I didn't have a problem when the state ended general assistance welfare payments to able-bodied adults years ago. Even programs designed to wean working poor parents from welfare made a certain amount of sense when the economy was booming. But we're at near-depression conditions now.

Throwing more people into desperation might be fine for the super-rich, the upper one-tenth of 1 percent. They can afford gated communities and private security guards ... but, hey, wait. They are the people who have been doing well in recent years!

They are the ones who bankroll today's political campaigns.

But, nah, I shouldn't be a cynic. I'm sure there's no connection between that and how our lawmakers vote. 

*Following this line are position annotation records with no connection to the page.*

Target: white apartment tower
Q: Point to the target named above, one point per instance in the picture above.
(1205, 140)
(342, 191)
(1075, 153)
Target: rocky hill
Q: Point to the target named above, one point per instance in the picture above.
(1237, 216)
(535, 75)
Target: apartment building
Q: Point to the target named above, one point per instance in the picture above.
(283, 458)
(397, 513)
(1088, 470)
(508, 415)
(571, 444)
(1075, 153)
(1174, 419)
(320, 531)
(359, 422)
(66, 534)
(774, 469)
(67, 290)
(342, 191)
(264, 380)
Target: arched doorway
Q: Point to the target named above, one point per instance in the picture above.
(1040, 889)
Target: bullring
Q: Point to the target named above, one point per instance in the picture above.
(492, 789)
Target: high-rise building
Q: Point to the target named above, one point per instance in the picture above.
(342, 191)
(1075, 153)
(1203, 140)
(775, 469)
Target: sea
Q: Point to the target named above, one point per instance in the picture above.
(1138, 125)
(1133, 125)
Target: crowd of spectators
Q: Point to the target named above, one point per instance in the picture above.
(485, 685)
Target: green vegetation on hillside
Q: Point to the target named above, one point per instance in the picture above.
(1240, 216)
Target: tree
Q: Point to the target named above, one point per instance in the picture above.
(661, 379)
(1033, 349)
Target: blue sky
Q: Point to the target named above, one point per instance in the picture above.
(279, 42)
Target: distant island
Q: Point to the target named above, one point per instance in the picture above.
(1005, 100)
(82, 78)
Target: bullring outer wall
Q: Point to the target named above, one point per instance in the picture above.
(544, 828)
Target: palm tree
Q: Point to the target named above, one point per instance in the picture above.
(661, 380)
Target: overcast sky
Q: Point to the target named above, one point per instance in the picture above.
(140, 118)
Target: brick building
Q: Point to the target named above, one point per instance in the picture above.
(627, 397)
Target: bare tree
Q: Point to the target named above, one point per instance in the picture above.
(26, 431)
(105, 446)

By the way ... there is nothing conservatives love to sneer at more than Lyndon Johnson's War on Poverty, launched in 1964. Today's propaganda presents it as a jumble of expensive government programs which totally failed, or made things worse.

But that is a lie. The War on Poverty had its failures, true. But over the next decade, its programs helped cut poverty in America almost in half, from 19 percent to 11 percent.

Things might have been better still if it hadn't been for the Vietnam War, and the Nixon administration's ability to start killing many of the programs LBJ began. Today, poverty in America is back up to 15 percent and rising. More people live in poverty today — 46 million — than at any time since they began keeping records.

Ain't compassionate conservatism grand?